A cash manager handles the financial transactions of a company and/or client. He can be employed in a number of different industries and handle different accounts at the same time. The cash manager keeps a close eye on an organization’s or client’s profitability and monitors the risks and losses as well. Sometimes, the manager may also be assigned to handle a group of people under him.
Duties of a cash manager include handling cash management operations, overseeing account administration, reviewing and implementing improvement in cash management, and ensuring financial obligations are met by the organization. A cash manager also assures that the organization adheres to the company policies and procedures; completes all cash management documentation for different departments; prepares reports and proposals for cash management improvement. He/she also reconciles cash application and disbursements in a timely manner; monitors cash transactions and ensures a balanced account; forecasts and monitors cash flow in a weekly, monthly, quarterly and annual manner. Cash managers may also be responsible for preparing cash flow reports for upper management use, identifying and evaluating variances with other departments to forecast timing and amount of future cash flows, receiving wire transfers and handling outgoing wire transfers; as well as assisting in financial reporting.

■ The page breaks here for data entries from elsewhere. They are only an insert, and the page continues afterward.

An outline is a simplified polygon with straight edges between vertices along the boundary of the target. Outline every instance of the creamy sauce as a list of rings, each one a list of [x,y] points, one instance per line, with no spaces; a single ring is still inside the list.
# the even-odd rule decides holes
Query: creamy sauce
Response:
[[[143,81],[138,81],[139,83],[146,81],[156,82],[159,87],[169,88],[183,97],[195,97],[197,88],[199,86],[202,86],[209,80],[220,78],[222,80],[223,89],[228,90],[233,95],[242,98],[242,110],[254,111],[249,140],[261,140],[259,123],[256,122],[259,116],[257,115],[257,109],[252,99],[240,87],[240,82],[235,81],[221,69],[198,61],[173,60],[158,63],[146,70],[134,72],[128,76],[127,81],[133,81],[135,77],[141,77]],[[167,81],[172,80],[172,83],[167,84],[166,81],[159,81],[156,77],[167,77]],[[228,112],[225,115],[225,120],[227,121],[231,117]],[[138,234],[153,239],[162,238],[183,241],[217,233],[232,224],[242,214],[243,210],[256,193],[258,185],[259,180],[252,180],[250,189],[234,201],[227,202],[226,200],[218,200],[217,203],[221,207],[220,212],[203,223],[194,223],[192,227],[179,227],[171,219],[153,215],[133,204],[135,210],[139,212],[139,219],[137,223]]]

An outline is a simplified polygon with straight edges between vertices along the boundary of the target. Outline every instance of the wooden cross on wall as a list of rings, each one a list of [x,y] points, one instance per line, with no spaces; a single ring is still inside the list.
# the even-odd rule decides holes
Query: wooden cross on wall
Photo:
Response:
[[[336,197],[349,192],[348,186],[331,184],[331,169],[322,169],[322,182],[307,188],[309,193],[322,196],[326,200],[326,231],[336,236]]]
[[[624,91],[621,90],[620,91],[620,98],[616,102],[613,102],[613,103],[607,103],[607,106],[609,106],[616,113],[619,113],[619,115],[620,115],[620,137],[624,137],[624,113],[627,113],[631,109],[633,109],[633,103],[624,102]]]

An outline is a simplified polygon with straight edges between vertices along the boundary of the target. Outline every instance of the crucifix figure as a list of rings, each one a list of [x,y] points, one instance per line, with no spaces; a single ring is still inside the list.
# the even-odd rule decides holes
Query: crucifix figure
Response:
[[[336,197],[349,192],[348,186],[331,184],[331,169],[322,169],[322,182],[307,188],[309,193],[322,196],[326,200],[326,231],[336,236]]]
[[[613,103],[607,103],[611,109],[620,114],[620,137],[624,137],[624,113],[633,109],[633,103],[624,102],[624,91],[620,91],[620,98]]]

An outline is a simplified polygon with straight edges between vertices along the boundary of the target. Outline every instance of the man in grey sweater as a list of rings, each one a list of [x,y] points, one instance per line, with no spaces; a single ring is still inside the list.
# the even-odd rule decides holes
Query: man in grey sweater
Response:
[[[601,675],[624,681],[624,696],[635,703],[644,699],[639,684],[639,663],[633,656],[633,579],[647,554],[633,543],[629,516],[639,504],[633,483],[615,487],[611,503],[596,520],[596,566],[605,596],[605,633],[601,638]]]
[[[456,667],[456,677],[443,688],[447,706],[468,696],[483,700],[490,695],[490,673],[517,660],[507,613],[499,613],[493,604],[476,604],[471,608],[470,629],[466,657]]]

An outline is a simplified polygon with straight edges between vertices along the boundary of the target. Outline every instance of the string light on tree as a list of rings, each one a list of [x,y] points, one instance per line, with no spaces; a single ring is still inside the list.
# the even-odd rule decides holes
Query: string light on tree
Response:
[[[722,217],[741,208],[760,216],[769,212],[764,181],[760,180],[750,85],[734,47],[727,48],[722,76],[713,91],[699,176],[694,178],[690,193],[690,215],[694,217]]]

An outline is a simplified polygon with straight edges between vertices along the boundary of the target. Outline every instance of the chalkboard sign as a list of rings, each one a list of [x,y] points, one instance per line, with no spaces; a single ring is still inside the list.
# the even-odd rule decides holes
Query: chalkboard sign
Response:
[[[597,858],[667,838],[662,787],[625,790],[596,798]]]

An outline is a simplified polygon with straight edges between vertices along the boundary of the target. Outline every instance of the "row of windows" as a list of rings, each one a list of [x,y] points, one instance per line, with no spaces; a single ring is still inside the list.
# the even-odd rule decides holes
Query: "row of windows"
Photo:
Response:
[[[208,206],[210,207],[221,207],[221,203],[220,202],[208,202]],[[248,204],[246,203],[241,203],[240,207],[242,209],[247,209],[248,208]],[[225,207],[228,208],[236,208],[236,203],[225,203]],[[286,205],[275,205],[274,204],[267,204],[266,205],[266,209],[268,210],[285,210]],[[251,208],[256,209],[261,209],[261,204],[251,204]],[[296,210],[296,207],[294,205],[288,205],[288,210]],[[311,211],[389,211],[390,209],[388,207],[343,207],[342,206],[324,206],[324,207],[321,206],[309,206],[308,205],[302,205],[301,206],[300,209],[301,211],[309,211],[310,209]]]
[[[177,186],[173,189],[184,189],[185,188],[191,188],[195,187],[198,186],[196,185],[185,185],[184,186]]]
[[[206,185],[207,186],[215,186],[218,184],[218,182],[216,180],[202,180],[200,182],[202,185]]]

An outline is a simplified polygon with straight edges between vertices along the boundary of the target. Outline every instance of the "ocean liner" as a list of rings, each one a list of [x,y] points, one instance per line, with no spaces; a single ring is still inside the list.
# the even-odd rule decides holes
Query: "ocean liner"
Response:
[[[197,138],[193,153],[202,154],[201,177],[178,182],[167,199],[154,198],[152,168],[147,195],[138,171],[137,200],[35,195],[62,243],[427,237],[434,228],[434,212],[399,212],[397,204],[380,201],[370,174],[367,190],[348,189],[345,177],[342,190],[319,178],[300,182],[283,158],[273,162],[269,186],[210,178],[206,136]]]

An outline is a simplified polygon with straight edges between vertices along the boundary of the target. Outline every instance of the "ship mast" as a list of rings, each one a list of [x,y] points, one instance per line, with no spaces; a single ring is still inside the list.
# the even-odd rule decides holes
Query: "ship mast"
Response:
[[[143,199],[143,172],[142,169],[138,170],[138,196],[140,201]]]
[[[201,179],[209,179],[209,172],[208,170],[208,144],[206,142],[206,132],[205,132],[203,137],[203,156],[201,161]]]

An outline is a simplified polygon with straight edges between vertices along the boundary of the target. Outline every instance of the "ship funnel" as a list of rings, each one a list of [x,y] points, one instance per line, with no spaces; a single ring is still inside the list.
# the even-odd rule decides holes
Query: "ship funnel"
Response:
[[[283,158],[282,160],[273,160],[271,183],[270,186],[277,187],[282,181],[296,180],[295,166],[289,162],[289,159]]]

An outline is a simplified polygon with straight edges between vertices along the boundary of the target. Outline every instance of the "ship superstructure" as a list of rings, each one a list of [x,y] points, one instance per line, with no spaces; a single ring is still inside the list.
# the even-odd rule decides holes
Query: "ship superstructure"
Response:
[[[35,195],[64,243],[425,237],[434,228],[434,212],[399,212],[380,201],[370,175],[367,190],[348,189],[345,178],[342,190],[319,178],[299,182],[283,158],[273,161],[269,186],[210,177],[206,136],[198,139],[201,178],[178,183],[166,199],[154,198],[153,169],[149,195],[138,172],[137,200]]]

Education and Training Requirements
Most cash managers earn a bachelor’s degree or master’s degree in order to be hired by potential and large employers. They typically focus on courses like business, math, finance, administration, accounting and economics. Some cash managers see the importance of getting certified. Most importantly, they should have experience in handling financial transactions such as previously being an accountant, tax socialists or auditor.
Knowledge and Skills Requirements
A cash manager must possess exceptional communications skills as he deals with people from the top management, clients, customers, and staff. He/she must be analytical, professional and organized. Cash managers should know how to work independently and as part of a team. They must have excellent mathematical skills and have basic understanding of finance-related computer programs.
Cash managers must dress in a very professional manner. They are expected to work long hours, with some positions requiring an average of 50 hours a week. Their work consists of having many scheduled meetings and presentations in order to update their client and upper management on the organization’s financial status. Travel may be essential especially when handling financial operations in rather large companies.
A cash manager’s average annual salary is $53,000, which will vary on the cash manager’s experience and the industry he works in.